The slow food movement that started in Italy two decades ago has gained much attention and popularity, with a blossoming of community supported agriculture (CSA), local organic farms and general awareness of where our food comes from. But money doesn’t grow on trees, and in an economy structured around industrial-scale global agriculture, starting and sustaining small farms and local, sustainable food processing and delivery systems can be a challenge.

About five years ago, veteran financial manager Woody Tasch and his colleagues at the Investors’ Circle began discussing how an intentional and organized influx of investment into localized sustainable food systems could be paired with a general increasing philosophical commitment to slow food principles.
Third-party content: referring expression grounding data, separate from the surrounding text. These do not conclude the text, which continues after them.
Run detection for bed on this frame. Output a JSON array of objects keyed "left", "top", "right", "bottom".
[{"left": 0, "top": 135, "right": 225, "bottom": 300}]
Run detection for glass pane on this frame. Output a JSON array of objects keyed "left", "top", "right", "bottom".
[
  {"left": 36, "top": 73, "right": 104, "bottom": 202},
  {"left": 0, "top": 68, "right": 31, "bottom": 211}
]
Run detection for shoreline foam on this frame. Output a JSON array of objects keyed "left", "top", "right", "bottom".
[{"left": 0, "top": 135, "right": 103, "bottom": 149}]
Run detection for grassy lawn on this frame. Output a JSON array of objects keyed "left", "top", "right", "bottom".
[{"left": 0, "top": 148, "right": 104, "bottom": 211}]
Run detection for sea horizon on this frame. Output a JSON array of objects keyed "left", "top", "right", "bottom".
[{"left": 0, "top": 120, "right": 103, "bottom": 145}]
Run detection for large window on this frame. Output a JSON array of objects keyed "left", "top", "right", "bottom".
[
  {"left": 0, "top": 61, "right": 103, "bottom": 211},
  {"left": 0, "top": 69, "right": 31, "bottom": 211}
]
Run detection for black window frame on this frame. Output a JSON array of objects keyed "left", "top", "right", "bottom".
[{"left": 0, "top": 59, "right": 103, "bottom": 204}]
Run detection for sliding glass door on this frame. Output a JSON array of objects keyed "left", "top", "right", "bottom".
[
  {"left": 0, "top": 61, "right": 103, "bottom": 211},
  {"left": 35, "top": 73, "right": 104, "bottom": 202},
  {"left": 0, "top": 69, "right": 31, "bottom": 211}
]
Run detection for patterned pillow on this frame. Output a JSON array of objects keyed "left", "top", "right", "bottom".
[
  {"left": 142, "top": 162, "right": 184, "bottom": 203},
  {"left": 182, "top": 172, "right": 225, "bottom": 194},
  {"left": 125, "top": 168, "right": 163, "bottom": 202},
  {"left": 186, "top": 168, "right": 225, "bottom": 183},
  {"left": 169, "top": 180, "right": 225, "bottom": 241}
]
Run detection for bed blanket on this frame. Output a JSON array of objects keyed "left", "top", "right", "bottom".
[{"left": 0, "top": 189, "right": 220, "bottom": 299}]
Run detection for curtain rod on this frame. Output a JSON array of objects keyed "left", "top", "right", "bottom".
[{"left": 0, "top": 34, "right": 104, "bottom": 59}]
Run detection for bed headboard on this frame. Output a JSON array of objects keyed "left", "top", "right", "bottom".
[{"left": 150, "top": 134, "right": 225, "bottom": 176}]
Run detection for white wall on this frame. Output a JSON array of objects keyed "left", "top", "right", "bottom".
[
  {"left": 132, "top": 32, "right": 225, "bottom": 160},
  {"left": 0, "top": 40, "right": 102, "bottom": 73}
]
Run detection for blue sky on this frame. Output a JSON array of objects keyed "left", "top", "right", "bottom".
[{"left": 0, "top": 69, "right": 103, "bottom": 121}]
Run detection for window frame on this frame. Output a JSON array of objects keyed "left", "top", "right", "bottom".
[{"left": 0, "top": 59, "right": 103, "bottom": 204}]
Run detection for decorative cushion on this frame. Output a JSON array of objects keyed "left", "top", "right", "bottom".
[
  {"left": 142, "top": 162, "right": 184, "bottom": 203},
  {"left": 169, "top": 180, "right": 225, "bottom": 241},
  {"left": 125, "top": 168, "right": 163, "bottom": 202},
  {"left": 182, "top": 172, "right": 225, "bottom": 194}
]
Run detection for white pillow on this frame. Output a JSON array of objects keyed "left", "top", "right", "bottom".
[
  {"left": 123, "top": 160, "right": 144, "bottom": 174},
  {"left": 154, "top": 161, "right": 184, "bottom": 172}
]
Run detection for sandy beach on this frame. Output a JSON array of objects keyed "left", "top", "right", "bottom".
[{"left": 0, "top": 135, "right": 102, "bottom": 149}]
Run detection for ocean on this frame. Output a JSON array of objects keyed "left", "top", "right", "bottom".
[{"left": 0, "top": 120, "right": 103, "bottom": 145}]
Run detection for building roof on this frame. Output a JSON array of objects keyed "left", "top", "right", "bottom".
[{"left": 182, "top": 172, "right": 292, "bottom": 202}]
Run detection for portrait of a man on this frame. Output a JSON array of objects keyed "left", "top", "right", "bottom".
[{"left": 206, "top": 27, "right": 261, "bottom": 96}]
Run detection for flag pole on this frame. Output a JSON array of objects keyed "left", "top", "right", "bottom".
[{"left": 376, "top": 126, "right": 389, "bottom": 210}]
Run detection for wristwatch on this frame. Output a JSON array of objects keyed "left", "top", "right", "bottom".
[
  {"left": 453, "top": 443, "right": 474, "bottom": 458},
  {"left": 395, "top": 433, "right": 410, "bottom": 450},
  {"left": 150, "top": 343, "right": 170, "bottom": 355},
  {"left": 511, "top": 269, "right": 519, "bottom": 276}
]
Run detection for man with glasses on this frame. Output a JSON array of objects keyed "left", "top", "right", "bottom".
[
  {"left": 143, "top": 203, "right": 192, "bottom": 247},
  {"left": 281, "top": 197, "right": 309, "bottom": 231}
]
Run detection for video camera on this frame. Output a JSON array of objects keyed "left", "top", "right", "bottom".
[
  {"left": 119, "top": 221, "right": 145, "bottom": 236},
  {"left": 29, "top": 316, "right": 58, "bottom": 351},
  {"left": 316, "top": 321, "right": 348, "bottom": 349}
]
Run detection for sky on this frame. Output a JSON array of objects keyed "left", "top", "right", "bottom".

The result is the Slow Money movement, shepherded by the Slow Money Alliance, of which Tasch is executive director. Now 750 members, including individual investors and sustainable farms and food-related businesses, are members of the alliance, and 450 people attended a Slow Money conference in Santa Fe in September.

The goals and structure of the alliance and the movement are fairly amorphous — cynics might say squishy — more on the philosophical than pragmatic level for the time being. Tasch’s recent book “Inquiries Into the Nature of Slow Money: Investing as if Food, Farms, and Fertility Mattered” (Chelsea Green) aims to spark and incubate investment at all levels in local or regional food systems. This means not only organic farms, dairies and ranches, but food processing facilities, food artisans (makers of jelly, cheese, etc.) and retail or distribution networks, restaurants and stores.

“It is two things: a new way of thinking about money at a macro level, in terms of philanthropy and social investing, and on the ground it is getting money into local food systems,” said Tasch. “Our objective is a very robust network at regional and local levels across the U.S. — many, many players who are all interested in the same goal: rebuilding local food systems.”